The combination of the biomarkers studied was more accurate than the individual biomarkers considered alone (AUC: 0.75-0.80 vs 0.45-0.71) (Table 2). Using the MoM method on the training set, a test result threshold with a specificity of 80% was established. This threshold was applied to the testing set to reveal a sensitivity of 49% and a specificity of 96% for both the 4-biomarker panel (without HGF) and the 5-biomarker panel (with HGF).

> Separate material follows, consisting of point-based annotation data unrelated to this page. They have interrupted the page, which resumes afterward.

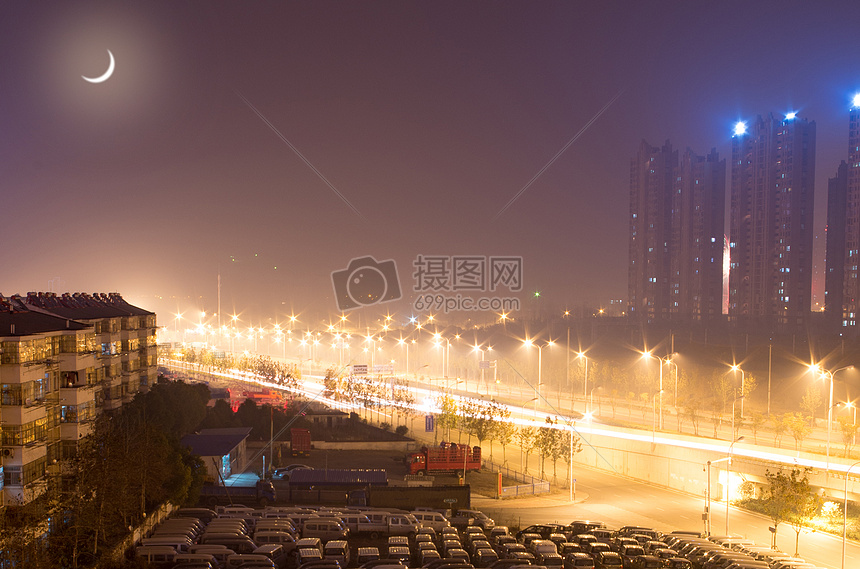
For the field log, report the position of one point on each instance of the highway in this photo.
(620, 501)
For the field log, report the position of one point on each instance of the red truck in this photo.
(451, 458)
(300, 442)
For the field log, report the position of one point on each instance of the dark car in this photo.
(646, 562)
(585, 526)
(608, 560)
(508, 563)
(544, 530)
(595, 547)
(578, 560)
(629, 553)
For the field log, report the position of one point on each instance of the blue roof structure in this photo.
(338, 477)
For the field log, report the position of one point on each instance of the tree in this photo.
(799, 428)
(569, 447)
(692, 406)
(849, 434)
(506, 432)
(779, 428)
(448, 417)
(479, 418)
(549, 439)
(811, 401)
(750, 383)
(789, 497)
(527, 439)
(757, 421)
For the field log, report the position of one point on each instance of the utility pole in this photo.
(769, 369)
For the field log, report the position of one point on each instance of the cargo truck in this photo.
(451, 458)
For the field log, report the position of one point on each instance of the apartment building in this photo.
(63, 359)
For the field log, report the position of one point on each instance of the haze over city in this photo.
(273, 143)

In exploratory analysis, adjusting the threshold to obtain 80% specificity in the testing set led to a sensitivity of 65%. The highest combination of sensitivity and specificity for the 4-biomarker panel was 59% and 90% and for the 5-biomarker panel was 64% and 85%. Evaluation of the accuracy by stage and histology in the testing set showed improved sensitivity as the stage increased and relatively consistent accuracy across histologies (Table 3).
Table 2.
BM | Training set |
Testing set |
||
---|---|---|---|---|
AUC | P value | AUC | P value | |
CEA | 0.71 | <.0001 | 0.70 | <.0001 |
CA125 | 0.69 | <.0001 | 0.67 | <.0001 |
CYFRA | 0.55 | .06214 | 0.68 | <.0001 |
HGF | 0.65 | <.0001 | 0.66 | <.0001 |
NY-ESO-1 | 0.64 | <.0001 | 0.45 | .09453 |
4 BM: CEA, CA125, CYFRA, NY-ESO-1 | 0.75 | <.0001 | 0.77 | <.0001 |
5 BM (+HGF) | 0.76 | <.0001 | 0.80 | <.0001 |
Abbreviations: AUC, area under the receiver operator characteristic curve; BM, biomarker; CA125, carbohydrate antigen 125; CEA, carcinoembryonic antigen; CYFRA 21-1, cytokeratin-19 fragment 21-1; HGF, hepatocyte growth factor; NY-ESO-1, New York esophageal cancer-1 antibody.

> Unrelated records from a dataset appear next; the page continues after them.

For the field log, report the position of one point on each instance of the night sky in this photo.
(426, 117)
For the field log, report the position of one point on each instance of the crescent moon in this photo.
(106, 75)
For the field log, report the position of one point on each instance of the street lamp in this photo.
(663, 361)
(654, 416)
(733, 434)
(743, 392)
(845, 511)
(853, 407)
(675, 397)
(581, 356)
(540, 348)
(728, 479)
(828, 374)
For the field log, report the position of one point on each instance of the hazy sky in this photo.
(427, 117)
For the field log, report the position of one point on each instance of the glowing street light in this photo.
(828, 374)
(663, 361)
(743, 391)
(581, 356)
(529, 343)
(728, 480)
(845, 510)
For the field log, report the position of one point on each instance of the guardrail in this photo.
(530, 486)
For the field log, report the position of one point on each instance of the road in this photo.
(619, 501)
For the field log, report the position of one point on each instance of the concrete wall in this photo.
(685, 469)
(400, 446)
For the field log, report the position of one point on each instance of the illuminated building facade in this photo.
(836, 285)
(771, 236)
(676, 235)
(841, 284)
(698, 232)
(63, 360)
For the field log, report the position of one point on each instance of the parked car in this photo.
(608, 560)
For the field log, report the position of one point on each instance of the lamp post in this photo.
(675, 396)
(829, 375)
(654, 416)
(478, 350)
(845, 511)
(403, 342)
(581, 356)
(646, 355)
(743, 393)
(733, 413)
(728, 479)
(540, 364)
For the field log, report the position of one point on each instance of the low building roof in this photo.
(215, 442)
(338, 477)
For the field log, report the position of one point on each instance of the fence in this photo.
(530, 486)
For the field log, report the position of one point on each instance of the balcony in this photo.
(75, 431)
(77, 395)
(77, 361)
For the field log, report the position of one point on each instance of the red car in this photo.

The listed panel accuracies are from the multiple of the median method calculations.
Table 3.
Stage | Sensitivity (%) at 80% specificity |
|
---|---|---|
4-BM | 5-BM | |
I (n = 52) | 52 | 52 |
II (n = 19) | 63 | 53 |
III (n = 58) | 67 | 71 |
IV (n = 26) | 85 | 85 |
Adenocarcinoma (n = 74) | 70 | 68 |
Squamous (61) | 57 | 59 |
SCLC (n = 13) | 62 | 69 |
Abbreviations: BM, biomarker; SCLC, small cell lung cancer.

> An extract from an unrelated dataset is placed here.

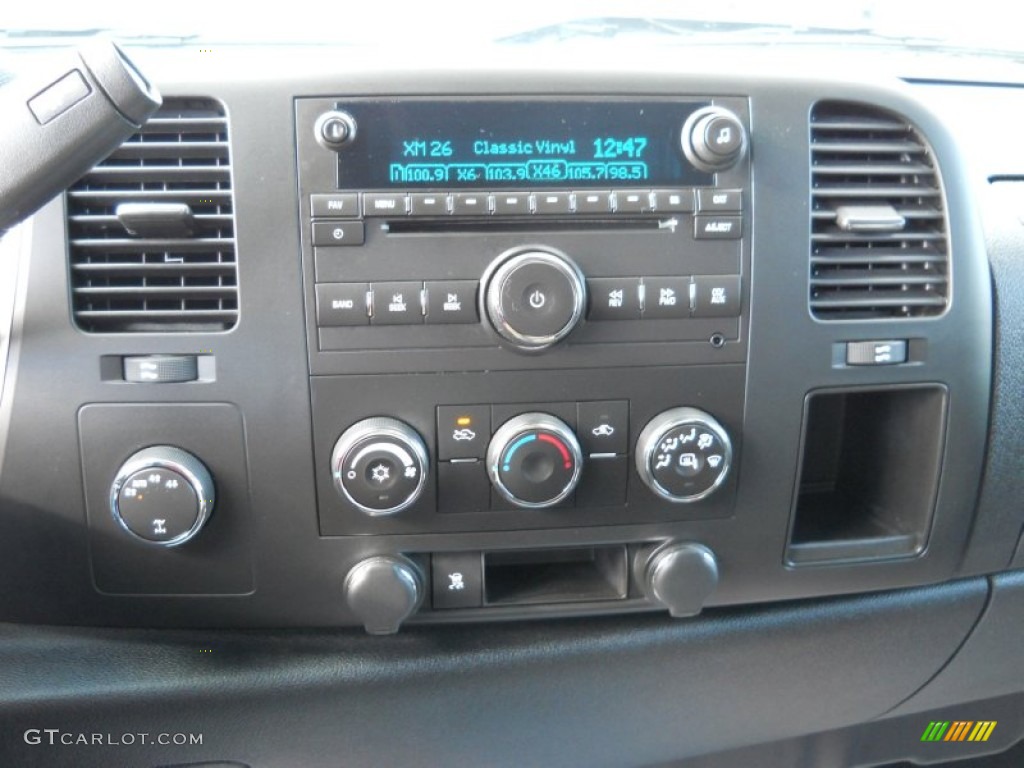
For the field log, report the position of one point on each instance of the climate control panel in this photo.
(664, 450)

An MLR model was built on the training set then applied to the testing set. The AUC of the MLR model built on the training set was 0.77. This MLR model applied to the testing set yielded an AUC of 0.74 with a sensitivity of 39% and a specificity of 97%. In exploratory analysis, an MLR model built on the testing set alone had an AUC of 0.81 with a sensitivity of 53% and a specificity of 93%. Random forest modeling of the testing set alone yielded an average AUC of 0.84 with an average sensitivity and specificity of 66% and 86%. An MLR model built from clinical variables in the testing set (age, sex, COPD, smoking history) had an AUC of 0.68. When clinical variables were combined with the 5-biomarker panel, the AUC was 0.86 (Table 4). The addition of clinical variables to biomarker results showed the largest improvement in AUC in patients with stage I (0.64-0.81 in MLR modeling and 0.67-0.79 in RF modeling).
Table 4.
LR model |
Random forest 70:30 split |
||||
---|---|---|---|---|---|
AUC | Sensitivity, % (SD) | Specificity, % (SD) | Accuracy, % (SD) | AUC (SD) | |
Clinical | 0.68 | 34 (0.08) | 85 (0.07) | 65 (0.03) | 0.66 (0.04) |
5-BM test | 0.81 | 66 (0.06) | 86 (0.04) | 78 (0.03) | 0.84 (0.03) |
Combined | 0.86 | 67 (0.07) | 88 (0.04) | 79 (0.03) | 0.86 (0.03) |
Abbreviations: AUC, area under the receiver operating characteristic curve; BM, biomarker; LR, logistic regression.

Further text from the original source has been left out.